On Thursday, agricultural associations including the American Soybean Association (ASA), the National Association of Wheat Growers, and the National Corn Growers Association issued an appeal to Congress to stop the tariffs.
"After weeks of engaging with the Trump Administration to gain insight into the future of trade tariffs, agriculture producers and related industries dependent on exports to China are turning to Congress for help," the associations said in a joint release titled "We Need Trade Not Tariffs."
Davie Stephens, a Kentucky soybean grower and ASA vice-president, was among the growers distraught over the prospect of fresh trade tariffs.
"As a soy grower, I depend on trade with China -- China imports roughly 60 percent of total U.S. soybean exports, representing nearly one in three rows of harvested soybeans," Stephens said.
Soybeans are one of the several crops that could see steep and lasting impacts if China retaliates against U.S. tariffs.

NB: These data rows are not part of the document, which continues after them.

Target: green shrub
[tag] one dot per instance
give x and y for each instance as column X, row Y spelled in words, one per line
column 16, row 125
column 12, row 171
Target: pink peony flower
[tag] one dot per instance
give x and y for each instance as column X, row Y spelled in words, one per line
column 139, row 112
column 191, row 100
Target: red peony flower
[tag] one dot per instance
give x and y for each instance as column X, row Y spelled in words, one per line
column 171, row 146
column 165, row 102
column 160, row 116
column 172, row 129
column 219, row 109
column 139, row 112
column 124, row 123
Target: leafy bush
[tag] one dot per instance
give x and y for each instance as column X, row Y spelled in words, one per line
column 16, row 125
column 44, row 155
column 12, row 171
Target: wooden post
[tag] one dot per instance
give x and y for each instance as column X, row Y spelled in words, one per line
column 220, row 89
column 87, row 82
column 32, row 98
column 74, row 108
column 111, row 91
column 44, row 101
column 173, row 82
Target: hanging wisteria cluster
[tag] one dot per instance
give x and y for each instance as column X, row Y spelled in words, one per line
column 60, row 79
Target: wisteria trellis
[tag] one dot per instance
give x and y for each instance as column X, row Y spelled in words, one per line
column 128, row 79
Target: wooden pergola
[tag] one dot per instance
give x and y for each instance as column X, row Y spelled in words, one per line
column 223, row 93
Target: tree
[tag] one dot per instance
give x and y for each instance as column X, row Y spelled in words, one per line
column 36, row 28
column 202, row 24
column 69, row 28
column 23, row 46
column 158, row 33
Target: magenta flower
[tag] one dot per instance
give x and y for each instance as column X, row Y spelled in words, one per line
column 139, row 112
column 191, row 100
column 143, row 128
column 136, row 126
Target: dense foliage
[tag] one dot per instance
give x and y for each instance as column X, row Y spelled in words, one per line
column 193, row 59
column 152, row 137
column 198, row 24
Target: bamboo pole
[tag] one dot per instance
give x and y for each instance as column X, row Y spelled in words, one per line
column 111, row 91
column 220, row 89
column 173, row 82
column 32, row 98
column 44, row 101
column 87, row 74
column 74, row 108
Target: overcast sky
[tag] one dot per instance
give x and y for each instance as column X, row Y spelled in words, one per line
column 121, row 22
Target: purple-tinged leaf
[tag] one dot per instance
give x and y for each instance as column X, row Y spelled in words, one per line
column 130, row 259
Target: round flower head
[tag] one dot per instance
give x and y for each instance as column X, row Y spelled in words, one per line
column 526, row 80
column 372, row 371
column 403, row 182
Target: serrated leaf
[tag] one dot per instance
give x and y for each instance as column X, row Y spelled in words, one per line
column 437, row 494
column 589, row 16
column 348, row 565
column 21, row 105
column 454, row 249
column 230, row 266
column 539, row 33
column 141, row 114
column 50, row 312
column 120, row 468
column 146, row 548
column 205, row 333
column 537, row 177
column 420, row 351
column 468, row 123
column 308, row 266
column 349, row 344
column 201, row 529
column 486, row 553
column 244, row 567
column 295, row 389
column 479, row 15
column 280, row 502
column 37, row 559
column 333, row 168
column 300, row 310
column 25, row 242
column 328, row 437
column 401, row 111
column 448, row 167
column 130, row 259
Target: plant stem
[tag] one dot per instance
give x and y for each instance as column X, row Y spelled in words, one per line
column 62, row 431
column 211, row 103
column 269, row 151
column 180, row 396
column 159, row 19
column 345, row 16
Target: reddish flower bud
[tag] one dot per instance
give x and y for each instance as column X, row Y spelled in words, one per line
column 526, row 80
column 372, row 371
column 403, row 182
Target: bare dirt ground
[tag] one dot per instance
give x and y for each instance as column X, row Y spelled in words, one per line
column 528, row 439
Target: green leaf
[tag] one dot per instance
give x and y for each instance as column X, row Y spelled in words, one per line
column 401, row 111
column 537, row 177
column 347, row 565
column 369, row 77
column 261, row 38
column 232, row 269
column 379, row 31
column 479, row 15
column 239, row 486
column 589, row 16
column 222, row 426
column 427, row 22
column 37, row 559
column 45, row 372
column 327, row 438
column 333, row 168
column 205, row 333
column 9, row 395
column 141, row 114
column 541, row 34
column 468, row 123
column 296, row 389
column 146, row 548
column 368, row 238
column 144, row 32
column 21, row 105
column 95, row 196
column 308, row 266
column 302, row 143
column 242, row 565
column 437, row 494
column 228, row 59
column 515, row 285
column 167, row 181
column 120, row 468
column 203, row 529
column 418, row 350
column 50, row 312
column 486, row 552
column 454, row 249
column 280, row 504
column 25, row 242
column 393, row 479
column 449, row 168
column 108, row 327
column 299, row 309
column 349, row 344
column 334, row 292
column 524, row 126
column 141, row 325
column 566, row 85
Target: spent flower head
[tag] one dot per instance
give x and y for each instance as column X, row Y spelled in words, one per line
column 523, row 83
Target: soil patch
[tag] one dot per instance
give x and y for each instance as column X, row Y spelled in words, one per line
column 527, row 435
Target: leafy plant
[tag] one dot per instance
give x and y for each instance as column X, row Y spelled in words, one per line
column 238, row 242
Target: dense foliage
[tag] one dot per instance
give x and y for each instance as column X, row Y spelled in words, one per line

Statistics show that the United States exports about 14 billion dollars worth of soybeans annually to China.
DISTORTING WORLD TRADE ORDER
Analysts warned that the United States' growing protectionist measures will distort the world trade order.

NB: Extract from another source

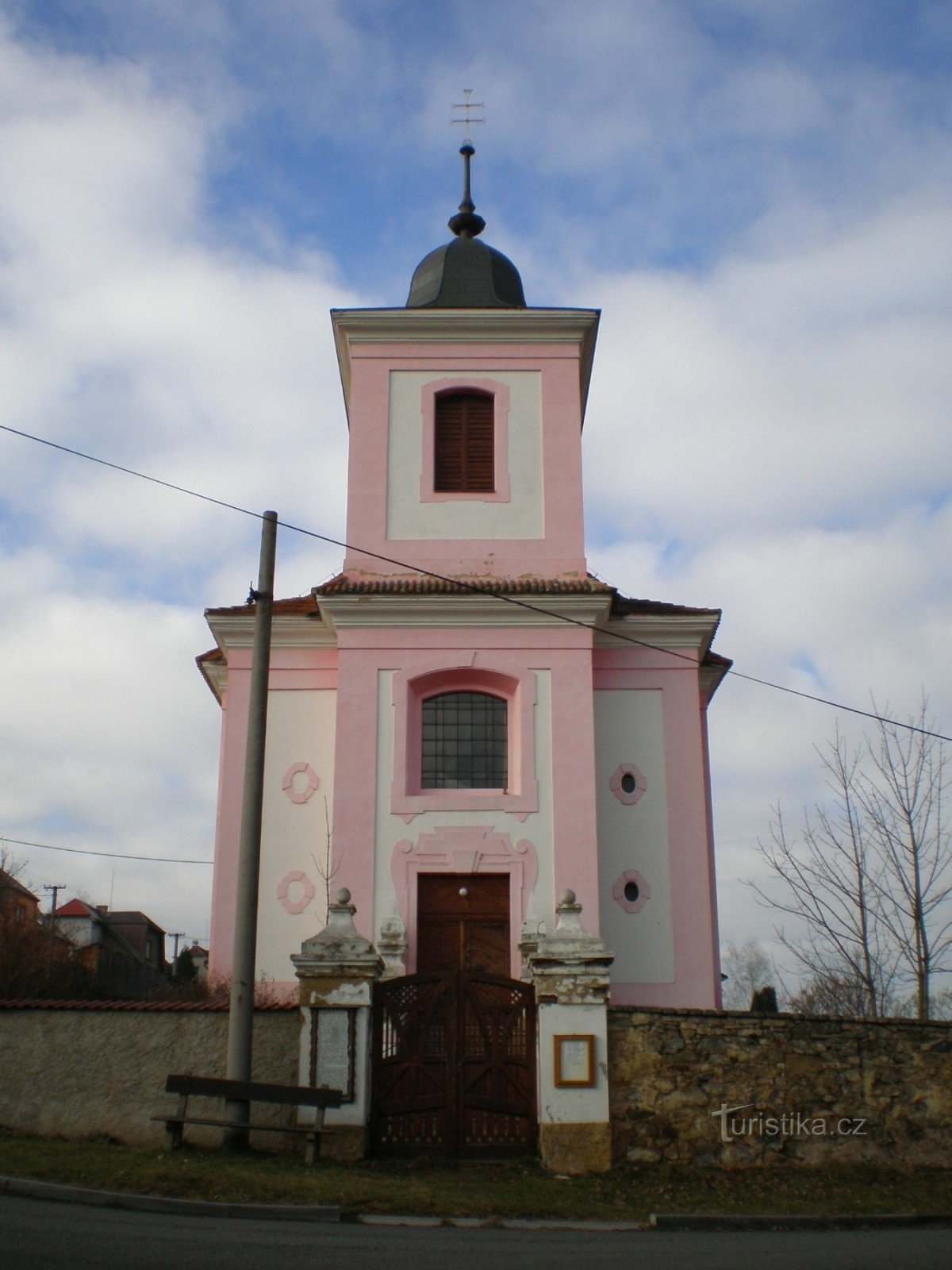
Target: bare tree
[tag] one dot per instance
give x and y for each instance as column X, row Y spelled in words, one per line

Edward Alden, a senior fellow at the Council on Foreign Relations, said there are different voices within the Trump administration. While Treasury Secretary Steven Mnuchin was opposed to a trade fight, President Donald Trump is not "flip-flopping" on his trade policies and has been clear all along that this is what he intended to do.
"I am deeply worried about the international trade framework. This is not a bluff -- the threats on both sides are real. And this conflict is being carried out outside the rules of the WTO and other trading arrangements. We have not seen a trade conflict of this sort in many decades," Alden told Xinhua.

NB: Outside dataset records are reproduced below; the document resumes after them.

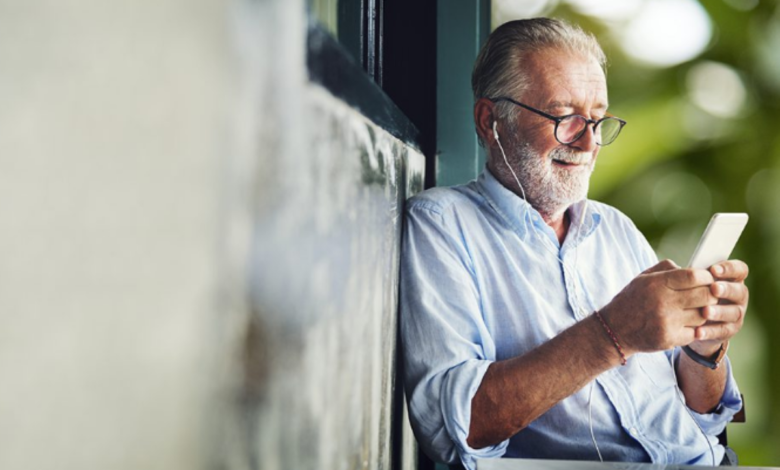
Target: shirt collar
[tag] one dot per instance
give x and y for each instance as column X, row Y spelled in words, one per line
column 520, row 215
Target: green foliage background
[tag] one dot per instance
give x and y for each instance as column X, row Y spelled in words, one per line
column 670, row 180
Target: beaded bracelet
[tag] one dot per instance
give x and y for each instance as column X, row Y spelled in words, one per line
column 612, row 336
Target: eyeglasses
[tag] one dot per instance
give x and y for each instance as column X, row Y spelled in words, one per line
column 569, row 128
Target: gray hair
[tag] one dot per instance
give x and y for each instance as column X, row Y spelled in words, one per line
column 499, row 69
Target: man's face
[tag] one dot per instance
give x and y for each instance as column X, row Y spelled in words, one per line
column 553, row 175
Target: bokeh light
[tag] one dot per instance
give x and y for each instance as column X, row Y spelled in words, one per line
column 666, row 32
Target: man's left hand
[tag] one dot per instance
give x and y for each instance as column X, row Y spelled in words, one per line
column 725, row 319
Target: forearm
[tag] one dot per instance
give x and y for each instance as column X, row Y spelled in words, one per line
column 702, row 387
column 516, row 391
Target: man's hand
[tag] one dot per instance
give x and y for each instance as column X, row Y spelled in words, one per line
column 725, row 319
column 662, row 308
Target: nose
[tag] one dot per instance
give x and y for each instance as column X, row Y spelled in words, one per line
column 587, row 141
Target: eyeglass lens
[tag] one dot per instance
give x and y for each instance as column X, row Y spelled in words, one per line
column 572, row 128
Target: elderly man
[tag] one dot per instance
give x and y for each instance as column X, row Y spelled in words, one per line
column 539, row 324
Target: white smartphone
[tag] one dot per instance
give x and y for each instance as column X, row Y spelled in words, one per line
column 719, row 239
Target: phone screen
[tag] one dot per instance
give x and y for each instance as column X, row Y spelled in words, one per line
column 719, row 239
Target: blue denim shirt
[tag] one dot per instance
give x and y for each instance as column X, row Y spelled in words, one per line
column 481, row 281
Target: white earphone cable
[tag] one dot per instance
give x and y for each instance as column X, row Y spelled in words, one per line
column 583, row 311
column 572, row 272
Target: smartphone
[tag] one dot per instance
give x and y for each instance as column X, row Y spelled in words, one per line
column 719, row 239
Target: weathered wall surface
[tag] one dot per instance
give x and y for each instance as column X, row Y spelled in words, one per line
column 199, row 246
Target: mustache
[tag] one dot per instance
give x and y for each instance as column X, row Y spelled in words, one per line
column 571, row 157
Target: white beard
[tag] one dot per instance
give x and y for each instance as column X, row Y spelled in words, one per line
column 550, row 189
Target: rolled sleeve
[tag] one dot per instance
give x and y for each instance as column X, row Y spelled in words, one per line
column 446, row 346
column 715, row 422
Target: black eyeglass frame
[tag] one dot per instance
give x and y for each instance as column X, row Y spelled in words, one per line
column 559, row 119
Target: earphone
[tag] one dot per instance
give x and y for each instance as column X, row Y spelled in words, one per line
column 582, row 310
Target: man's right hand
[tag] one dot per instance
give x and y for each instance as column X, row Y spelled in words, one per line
column 660, row 308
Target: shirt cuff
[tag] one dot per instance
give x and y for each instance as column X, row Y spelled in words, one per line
column 715, row 422
column 458, row 390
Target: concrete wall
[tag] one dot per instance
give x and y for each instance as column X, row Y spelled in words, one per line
column 199, row 246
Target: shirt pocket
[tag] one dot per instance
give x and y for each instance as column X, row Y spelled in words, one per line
column 657, row 369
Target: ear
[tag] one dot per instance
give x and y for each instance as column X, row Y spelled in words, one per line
column 483, row 120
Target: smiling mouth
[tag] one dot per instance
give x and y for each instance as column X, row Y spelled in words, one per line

Greg Valliere, chief global strategist at Horizon Investments, told the media a trade war would lead to the United States' estrangement on the global stage.
Former Federal Reserve Chairman Alan Greenspan on Wednesday sharply disputed the notion that the United States was being ripped off by other countries because of its trade deficit -- Trump's argument for imposing tariffs on U.S. trading partners.
Greenspan told U.S. news channel CNBC that the United States is on the edge of a trade war and the presumption that foreigners are ripping the country off is nonsense.
The Trump administration's measures to impose new tariffs and restrict imports are likely to "move the globe further away from an open, fair and rules-based trade system, with adverse effects for both the U.S. economy and for trading partners," the International Monetary Fund (IMF) said in a report on Thursday.
The IMF said the tariffs imposed or proposed by the Trump administration also risk "catalyzing a cycle of retaliatory responses from others, creating important uncertainties that are likely to discourage investment at home and abroad."
It could interrupt global supply chains and damage a range of countries as well as operations of U.S. multinational companies, the Washington-based international lender said.
Such measures could impact particularly some of the more vulnerable emerging and developing economies, the report said.
FOR REAL OR STUNT?
Some experts saw the Trump administration's latest move as more bluff than real.
Sourabh Gupta, a senior fellow at the Institute for China-America Studies in Washington, D.C, said he saw no hard date for the imposition of the tariffs as the Trump administration had said the measures were "intended" to take effect on July 6.
He said "intend to" was the operative term, indicating that the U.S. government's real purpose is to put pressure on China while negotiations are going on.
China and the United States held economic and trade consultations recently. The two sides had a thorough exchange of views on issues including increasing U.S. exports to China, bilateral service trade, two-way investment, protection of intellectual property rights, as well as resolving tariff and non-tariff issues, with consensus reached in some areas.
Gupta speculated that since the related negotiations are going well, Trump will postpone and keep postponing implementing the tariffs.
"Only if those negotiations begin to fail will the tariff threat become real," he told Xinhua.